Since that time, Independence Wind partnered with New Hampshire-based Wagner Forest Management, to construct a 22-turbine wind farm in Roxbury, Maine, known as Record Hill Wind.
The project also received a $102 million loan guarantee from DOE in early 2011, as well as investments from the Yale University Endowment, although the school did not indicate how much it has invested in the project.
A group called Concerned Citizens to Save Roxbury filed a lawsuit to halt the project in 2010, disputing the Maine Board of Environmental Protection’s decision to issue a permit for the project as well as a study of noise levels conducted on behalf of Record Hill Wind.
The Maine Supreme Court rejected the case in March 2011 and upheld the environmental board’s decision.
The Lewiston Sun-Journal reported in December that all 22 of the wind turbines were operational.
Although the website belonging to Independence Wind indicates the company is also working on a second project in Highland Plantation, Maine, documents available from the state’s Land Use Regulation Commission indicate King pulled the application for the 39-turbine wind farm in May 2011.
In a letter to the Maine Land Use Commission at that time, King indicated that Highland Wind LLC would need additional time to “satisfy agency concerns” with the project and planned to refile its application.
“Our goal is to develop a project that produces nonpolluting energy for Maine and New England, is environmentally balanced and treats local people fairly,” King told the Portland Press Herald at that time.
That project had also drawn objections from groups including the Friends of the Highland Mountains and the Maine Appalachian Trail Club.
Enviro support not guaranteed
Despite his long affiliation with conservation and renewable energy projects, King does not necessarily have a lock on environmental endorsements in the Senate contest.
Among the Republicans vying for the Senate seat is former state Senate President Rick Bennett, a one-time board member of the Maine Conservation Voters who won the group’s endorsement in his bids for state office.
“The national League of Conservation Voters is going to do a very thorough evaluation of all the candidates, because there are some interesting candidates who have filed in the Republican Party, too,” said MCV’s Drouin.
Drouin noted that the Maine Conservation Voters does not endorse in federal contests, although like all state groups it may advise the national-level League of Conservation Voters should it opt to back a candidate in the race.
“We will have to see what happens with that primary,” Drouin added. “I think Angus King is definitely someone they will consider, and they’ll certainly take … clean energy policies into strong consideration.”
Other Republicans competing for the seat include Maine Secretary of State Charlie Summers; former Lisbon Falls Town Selectman Scott D’Amboise, a conservative who lost a 2006 bid to Rep.
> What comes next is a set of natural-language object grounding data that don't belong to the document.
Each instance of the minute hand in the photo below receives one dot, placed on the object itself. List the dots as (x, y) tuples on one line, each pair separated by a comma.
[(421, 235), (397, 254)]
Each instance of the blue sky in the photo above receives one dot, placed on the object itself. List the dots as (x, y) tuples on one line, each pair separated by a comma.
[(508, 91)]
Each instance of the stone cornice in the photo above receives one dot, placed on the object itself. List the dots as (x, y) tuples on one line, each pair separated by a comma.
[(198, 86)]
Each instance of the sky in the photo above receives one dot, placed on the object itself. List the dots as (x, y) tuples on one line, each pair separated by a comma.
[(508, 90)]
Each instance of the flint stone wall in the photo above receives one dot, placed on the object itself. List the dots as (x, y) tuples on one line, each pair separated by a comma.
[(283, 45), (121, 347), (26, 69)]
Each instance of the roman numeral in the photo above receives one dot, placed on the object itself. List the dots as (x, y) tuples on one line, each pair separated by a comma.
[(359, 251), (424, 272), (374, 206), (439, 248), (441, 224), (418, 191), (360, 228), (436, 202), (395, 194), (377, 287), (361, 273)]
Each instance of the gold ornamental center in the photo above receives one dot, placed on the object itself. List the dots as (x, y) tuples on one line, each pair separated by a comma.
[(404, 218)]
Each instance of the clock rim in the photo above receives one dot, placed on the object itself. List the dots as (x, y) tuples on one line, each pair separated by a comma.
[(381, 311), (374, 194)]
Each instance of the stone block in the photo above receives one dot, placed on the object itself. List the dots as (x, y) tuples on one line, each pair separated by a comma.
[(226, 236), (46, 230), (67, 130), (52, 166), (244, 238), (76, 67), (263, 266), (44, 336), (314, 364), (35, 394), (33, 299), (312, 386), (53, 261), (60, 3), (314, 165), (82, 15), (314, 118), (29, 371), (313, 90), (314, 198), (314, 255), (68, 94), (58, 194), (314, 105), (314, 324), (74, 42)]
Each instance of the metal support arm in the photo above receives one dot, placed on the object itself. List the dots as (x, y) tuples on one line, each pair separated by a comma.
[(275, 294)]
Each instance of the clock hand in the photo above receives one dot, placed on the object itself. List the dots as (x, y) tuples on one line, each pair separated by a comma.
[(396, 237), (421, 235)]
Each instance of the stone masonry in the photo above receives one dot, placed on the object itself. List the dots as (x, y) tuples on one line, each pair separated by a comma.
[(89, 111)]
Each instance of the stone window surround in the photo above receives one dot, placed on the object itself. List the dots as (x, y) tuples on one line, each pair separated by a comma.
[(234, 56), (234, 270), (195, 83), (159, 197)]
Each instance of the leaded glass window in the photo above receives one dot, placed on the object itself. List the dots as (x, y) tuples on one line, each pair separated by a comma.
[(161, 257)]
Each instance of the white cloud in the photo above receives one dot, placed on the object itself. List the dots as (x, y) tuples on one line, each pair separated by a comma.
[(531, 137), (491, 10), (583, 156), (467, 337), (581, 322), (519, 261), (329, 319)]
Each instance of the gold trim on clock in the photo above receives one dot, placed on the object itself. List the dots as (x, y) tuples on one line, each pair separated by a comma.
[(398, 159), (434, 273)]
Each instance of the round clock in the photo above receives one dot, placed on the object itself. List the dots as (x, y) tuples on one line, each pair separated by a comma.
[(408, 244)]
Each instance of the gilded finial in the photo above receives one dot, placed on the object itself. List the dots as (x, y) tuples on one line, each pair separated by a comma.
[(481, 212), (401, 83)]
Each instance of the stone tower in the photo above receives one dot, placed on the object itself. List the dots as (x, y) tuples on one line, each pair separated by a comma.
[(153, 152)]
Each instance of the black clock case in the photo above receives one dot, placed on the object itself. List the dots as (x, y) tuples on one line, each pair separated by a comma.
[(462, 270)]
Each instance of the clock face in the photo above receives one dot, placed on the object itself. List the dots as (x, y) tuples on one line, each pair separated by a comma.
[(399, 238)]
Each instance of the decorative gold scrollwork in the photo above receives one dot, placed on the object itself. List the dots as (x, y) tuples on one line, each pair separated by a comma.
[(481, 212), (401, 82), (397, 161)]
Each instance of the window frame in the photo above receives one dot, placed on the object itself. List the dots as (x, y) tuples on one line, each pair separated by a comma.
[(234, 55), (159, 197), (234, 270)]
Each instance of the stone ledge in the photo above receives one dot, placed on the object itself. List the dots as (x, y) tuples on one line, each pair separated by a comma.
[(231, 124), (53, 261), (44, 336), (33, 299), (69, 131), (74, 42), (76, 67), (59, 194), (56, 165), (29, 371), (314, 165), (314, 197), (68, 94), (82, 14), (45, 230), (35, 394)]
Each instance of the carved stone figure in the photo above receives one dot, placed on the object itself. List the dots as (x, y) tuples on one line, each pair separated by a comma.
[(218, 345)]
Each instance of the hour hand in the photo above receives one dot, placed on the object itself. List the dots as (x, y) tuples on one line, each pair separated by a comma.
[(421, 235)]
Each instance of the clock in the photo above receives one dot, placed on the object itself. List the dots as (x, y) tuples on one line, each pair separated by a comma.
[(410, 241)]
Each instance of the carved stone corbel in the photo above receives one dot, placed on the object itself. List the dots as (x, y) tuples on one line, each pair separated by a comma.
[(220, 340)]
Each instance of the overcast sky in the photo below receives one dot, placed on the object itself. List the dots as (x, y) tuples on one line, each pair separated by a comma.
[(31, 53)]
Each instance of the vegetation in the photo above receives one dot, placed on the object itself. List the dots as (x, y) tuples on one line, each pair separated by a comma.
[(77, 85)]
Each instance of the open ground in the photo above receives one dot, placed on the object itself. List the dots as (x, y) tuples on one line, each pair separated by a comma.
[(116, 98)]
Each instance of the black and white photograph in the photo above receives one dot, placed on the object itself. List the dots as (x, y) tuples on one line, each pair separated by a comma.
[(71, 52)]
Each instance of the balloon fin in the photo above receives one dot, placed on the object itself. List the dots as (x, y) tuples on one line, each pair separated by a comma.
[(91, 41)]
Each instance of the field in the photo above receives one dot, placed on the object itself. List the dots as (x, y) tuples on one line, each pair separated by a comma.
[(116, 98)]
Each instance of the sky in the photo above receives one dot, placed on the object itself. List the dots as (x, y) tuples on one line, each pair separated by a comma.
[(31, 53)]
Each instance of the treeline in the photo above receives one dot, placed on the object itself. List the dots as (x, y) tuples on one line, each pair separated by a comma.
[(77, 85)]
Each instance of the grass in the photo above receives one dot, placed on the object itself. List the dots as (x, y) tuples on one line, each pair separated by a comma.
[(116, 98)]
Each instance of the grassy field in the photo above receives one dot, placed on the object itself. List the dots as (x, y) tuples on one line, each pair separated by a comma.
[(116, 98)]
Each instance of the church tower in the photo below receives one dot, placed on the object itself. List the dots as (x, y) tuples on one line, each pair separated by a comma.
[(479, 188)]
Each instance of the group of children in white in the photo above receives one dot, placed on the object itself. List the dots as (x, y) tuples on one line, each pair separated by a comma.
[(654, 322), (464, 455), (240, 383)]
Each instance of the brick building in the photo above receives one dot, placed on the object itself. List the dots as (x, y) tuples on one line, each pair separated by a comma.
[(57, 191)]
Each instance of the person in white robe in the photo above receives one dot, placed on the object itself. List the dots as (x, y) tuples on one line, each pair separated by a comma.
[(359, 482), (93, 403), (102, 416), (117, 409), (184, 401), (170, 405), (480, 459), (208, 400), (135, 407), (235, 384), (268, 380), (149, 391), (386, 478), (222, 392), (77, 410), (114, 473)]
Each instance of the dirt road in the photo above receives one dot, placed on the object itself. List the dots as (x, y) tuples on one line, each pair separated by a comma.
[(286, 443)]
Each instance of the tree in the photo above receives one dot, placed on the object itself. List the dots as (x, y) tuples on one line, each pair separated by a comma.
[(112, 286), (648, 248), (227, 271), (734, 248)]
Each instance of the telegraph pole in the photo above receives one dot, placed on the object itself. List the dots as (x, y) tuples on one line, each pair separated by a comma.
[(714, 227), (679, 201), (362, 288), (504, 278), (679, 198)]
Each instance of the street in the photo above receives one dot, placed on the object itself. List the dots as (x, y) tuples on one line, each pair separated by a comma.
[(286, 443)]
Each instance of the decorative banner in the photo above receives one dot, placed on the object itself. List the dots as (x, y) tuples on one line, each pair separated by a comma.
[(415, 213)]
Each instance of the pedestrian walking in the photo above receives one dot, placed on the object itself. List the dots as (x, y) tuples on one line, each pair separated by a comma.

Mike Michaud (D-Maine); and state Sen. Deb Plowman. Majority party candidates had until yesterday afternoon to turn in the 2,000-signature petition required to gain access to the ballot.
Democrats who filed for the seat include former Secretary of State Matt Dunlap, state Sen. Cynthia Dill and state Rep. Jon Hinck.
More prominent Democrats, including Michaud and Rep. Chellie Pingree, as well as former Gov. John Baldacci, declined to seek the seat, an indication that national party leaders may be tacitly backing King — even though he endorsed George W. Bush for president in 2000 and has not said which party he will caucus with if he’s elected to the Senate.